Issus du Royal College of Music, Harvey et Gulland partagent une passion pour les sonorités anciennes. Très vite rejoints par Graeme Taylor à la guitare, David Oberlé à la batterie et plus tard par Philip Nestor à la basse, ils bâtissent un projet original où se rencontrent flûtes médiévales, percussions baroques, guitare électrique et envolées progressives. Leur premier album Gryphon (1973) s’oriente vers une folk acoustique raffinée, déjà enrichie d’instruments anciens comme le cromorne ou le basson, rarement entendus dans le rock.

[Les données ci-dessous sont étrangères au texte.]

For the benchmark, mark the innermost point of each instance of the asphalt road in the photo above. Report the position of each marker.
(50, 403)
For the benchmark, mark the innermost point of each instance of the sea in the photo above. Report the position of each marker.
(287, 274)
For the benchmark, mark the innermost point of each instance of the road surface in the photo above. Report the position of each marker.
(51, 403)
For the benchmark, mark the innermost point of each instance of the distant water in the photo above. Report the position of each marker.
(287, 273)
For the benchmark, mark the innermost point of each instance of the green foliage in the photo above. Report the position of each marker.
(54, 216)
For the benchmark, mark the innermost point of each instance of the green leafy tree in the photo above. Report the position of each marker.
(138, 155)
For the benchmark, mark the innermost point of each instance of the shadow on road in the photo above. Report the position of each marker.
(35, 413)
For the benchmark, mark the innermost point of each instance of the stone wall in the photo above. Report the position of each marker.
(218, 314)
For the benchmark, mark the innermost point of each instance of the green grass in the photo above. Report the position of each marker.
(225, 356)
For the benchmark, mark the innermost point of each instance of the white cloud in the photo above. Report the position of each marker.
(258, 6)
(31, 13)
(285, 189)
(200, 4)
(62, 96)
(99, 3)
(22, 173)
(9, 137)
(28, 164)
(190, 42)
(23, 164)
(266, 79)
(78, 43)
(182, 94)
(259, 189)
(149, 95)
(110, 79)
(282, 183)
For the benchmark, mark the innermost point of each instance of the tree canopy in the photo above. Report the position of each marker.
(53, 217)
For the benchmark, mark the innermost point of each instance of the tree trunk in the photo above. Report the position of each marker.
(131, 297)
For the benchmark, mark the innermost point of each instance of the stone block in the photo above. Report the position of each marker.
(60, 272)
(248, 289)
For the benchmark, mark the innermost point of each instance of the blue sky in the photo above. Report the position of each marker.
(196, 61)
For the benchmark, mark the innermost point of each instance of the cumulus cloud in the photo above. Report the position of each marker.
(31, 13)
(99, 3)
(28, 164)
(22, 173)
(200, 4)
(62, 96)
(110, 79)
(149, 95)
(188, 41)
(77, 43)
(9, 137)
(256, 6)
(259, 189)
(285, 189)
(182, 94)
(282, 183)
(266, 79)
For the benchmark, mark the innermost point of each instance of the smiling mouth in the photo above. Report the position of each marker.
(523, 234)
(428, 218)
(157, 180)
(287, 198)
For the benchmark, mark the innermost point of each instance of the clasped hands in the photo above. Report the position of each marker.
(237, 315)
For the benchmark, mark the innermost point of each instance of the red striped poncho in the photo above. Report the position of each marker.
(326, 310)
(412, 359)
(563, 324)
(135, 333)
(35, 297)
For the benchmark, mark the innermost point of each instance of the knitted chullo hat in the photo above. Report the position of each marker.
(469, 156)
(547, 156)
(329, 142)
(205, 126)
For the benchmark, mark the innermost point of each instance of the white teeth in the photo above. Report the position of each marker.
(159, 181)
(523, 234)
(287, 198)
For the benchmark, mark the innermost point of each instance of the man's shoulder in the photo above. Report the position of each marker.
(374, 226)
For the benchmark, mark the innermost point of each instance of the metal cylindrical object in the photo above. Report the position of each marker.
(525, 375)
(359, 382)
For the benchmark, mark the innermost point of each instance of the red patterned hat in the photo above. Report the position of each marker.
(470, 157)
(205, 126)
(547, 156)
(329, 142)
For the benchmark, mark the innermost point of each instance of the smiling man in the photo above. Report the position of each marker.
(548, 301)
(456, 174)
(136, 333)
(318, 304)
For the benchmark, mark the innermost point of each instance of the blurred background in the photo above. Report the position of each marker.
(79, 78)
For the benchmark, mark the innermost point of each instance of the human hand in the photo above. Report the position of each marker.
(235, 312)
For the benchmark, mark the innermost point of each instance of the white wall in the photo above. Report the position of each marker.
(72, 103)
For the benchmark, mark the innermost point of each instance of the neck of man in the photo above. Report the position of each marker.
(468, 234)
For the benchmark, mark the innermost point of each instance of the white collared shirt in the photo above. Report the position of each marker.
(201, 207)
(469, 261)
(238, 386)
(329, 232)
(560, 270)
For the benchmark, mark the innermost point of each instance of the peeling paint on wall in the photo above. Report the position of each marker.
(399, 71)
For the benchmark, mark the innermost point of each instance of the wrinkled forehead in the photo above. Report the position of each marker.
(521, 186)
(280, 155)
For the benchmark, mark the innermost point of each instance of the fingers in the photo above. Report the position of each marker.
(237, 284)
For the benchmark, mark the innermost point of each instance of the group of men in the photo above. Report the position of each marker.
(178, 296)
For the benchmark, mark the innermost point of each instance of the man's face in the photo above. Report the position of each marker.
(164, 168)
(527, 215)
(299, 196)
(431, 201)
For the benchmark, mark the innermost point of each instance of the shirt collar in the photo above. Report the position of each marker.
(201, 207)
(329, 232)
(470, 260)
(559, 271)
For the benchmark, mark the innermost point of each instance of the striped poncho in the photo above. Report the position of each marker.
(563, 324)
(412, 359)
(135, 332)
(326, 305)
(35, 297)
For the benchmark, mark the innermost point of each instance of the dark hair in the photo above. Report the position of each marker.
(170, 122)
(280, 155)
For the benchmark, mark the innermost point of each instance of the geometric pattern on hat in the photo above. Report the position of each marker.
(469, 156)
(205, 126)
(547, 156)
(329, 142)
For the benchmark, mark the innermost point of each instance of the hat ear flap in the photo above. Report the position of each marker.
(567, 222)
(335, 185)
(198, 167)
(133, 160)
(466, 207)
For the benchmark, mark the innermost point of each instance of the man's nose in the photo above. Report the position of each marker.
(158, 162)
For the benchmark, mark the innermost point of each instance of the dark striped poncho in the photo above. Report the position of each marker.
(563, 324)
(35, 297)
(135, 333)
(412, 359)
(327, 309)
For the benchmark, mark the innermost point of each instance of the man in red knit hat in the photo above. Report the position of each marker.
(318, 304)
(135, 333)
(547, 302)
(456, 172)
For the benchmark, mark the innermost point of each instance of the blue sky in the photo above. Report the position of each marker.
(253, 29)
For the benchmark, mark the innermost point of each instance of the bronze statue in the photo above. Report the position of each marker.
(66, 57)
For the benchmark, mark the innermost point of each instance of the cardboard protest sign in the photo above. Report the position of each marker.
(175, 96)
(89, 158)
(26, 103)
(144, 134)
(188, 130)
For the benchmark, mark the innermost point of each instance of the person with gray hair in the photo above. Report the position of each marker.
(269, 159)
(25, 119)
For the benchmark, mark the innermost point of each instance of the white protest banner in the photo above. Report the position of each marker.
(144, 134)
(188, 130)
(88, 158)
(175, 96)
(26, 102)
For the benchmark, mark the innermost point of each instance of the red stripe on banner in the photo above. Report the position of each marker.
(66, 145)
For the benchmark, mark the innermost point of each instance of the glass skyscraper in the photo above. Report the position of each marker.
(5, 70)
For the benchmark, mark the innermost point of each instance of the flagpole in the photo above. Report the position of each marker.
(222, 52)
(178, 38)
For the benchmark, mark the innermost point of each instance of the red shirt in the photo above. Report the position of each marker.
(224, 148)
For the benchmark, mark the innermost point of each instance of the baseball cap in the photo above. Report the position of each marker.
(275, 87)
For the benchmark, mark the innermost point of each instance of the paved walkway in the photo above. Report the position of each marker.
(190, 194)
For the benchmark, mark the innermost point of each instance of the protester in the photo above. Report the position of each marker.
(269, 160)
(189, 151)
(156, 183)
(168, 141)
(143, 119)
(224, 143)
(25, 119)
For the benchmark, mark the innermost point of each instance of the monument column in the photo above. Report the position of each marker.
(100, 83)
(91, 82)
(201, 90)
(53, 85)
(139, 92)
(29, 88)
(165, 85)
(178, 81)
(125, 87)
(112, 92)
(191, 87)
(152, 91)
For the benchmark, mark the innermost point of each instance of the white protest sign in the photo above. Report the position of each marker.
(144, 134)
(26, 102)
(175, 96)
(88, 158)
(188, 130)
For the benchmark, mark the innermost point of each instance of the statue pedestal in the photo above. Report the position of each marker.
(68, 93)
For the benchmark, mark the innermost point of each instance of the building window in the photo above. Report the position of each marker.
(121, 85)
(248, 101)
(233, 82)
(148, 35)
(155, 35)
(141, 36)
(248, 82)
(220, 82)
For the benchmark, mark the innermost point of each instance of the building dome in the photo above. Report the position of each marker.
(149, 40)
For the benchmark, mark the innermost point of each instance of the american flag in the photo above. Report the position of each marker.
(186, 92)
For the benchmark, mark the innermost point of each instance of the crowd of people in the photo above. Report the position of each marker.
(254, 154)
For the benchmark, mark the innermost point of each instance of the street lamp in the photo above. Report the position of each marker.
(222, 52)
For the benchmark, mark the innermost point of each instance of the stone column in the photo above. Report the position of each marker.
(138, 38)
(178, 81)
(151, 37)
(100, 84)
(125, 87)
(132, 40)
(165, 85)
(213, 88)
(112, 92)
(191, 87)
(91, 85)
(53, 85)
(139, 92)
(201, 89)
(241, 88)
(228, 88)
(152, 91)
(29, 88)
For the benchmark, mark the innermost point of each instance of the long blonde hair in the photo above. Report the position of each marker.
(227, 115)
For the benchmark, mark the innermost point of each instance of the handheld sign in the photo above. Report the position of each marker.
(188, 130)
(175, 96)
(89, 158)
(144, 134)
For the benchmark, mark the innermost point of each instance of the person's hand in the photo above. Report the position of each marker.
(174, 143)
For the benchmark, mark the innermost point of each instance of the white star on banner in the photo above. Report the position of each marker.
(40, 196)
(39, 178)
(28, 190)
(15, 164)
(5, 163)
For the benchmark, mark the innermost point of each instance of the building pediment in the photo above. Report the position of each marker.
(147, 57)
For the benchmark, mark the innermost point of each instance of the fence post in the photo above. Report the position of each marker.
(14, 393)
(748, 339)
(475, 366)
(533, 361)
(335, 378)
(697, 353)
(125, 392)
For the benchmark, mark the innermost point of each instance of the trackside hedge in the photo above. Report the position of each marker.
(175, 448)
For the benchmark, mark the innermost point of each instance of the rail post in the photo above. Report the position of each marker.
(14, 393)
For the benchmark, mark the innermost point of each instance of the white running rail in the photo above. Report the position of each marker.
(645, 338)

Red Queen to Gryphon Three : l’apogée instrumentale

Sorti en 1974, Red Queen to Gryphon Three marque un tournant décisif dans la carrière du groupe. Conceptuel et entièrement instrumental, l’album s’inspire du jeu d’échecs pour construire une suite symphonique en quatre mouvements. Chaque titre illustre une étape d’un duel stratégique, métaphore d’un combat musical entre rigueur classique et exubérance rock. À l’orgue, Ernest Hart vient enrichir la palette sonore tandis que Peter Redding (contrebasse) renforce les fondations acoustiques.

Avec ses structures complexes, ses changements de signature rythmique et ses harmonies inusitées, l’album évoque tour à tour Jethro Tull, Gentle Giant ou King Crimson, tout en affirmant une identité propre. Les morceaux s’enchaînent comme une fresque médiévale psychédélique, alternant mélodies pastorales et envolées épiques.

Red Queen to Gryphon Three – Analyse piste par piste

Ce disque-concept repose sur une métaphore filée autour du jeu d’échecs, chaque morceau représentant une phase de la confrontation entre deux reines. Le tout sans paroles, mais avec une richesse orchestrale qui raconte tout, note après note.

1. Opening Move

Dès les premières secondes, le ton est donné : des motifs médiévaux aux flûtes à bec et cromornes s’imbriquent dans une structure rythmique progressive. L’entrée du clavecin et des claviers crée un contraste saisissant entre tradition et modernité. Les thèmes s’enchevêtrent, les dynamiques évoluent comme sur un échiquier. La guitare électrique de Graeme Taylor reste subtile, encadrée par les interventions élégantes du basson de Brian Gulland. C’est un début en fanfare, qui esquisse les tensions à venir.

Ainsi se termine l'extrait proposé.